One recent Inquiry review notes, “NLP and deep learning technologies scan large datasets, extracting valuable insights in various realms. This is especially significant in healthcare, where huge amounts of data exist in the form of unstructured text.”

That deeper understanding is then passed to generative AI systems that can respond in more adaptive ways. These systems can create realistic phishing examples to help train detection models or generate clear explanations that justify why a message was flagged and what action was taken. In more advanced setups, they can even help automate quarantine decisions based on how an attack is likely to unfold.

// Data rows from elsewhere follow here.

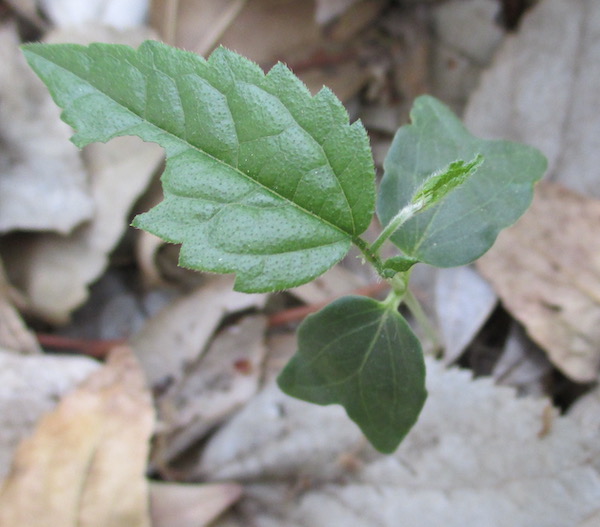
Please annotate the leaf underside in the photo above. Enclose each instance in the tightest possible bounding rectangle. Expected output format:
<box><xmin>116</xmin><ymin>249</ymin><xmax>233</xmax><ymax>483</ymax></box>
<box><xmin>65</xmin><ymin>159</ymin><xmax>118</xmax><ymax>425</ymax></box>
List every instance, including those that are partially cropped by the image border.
<box><xmin>278</xmin><ymin>296</ymin><xmax>427</xmax><ymax>453</ymax></box>
<box><xmin>23</xmin><ymin>41</ymin><xmax>375</xmax><ymax>292</ymax></box>
<box><xmin>377</xmin><ymin>96</ymin><xmax>546</xmax><ymax>267</ymax></box>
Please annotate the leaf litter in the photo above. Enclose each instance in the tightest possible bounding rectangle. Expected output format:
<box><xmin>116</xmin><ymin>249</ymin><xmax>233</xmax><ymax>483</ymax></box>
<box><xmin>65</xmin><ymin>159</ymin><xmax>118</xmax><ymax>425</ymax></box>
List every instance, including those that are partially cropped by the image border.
<box><xmin>0</xmin><ymin>0</ymin><xmax>600</xmax><ymax>527</ymax></box>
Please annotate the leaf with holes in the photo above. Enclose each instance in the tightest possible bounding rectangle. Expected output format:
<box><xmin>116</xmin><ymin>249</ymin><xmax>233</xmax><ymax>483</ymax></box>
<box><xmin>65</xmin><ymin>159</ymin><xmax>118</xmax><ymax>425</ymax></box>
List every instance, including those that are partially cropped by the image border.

For example, NLU can pick up on patterns like vague greetings, inconsistent context, or wording that doesn’t match the sender’s usual communication style. Generative models can use those signals to anticipate next steps and simulate how similar attacks have played out in the past. This combination enables the detection of not only individual threats but also coordinated or multi-stage attacks before they fully materialize.

 

How Paubox uses generative AI to create impenetrable email security

Paubox uses generative AI in its inbound email security solution to provide strong, adaptive protection against phishing, business email compromise (BEC), and impersonation attacks, with a specific focus on the HIPAA compliant email needs of healthcare organizations. Instead of relying on static rules or simple keyword matching, the system analyzes incoming emails as a whole. It combines large language models, vector databases, and generative techniques to evaluate tone, sender behavior, message intent, and historical communication patterns.

The platform to spot subtle warning signs that are easy to miss, like artificial urgency, language that doesn’t match a sender’s usual style, or emails that imitate executive communication patterns. By learning what normal looks like within healthcare-specific workflows, the system can flag suspicious messages with clear confidence scores and explanations that security teams can easily understand and act on.

 

FAQs

How does generative AI detect phishing emails?

It identifies subtle linguistic cues, abnormal urgency, and impersonation patterns that traditional filters often miss.

 

Why is generative AI more effective than keyword-based filtering?

Because it understands language in context, allowing it to detect sophisticated and previously unseen attacks that do not rely on known keywords or signatures.

 

Can generative AI stop business email compromise (BEC) attacks?

Yes, it can recognize impersonation attempts and anomalous communication patterns that commonly signal BEC activity.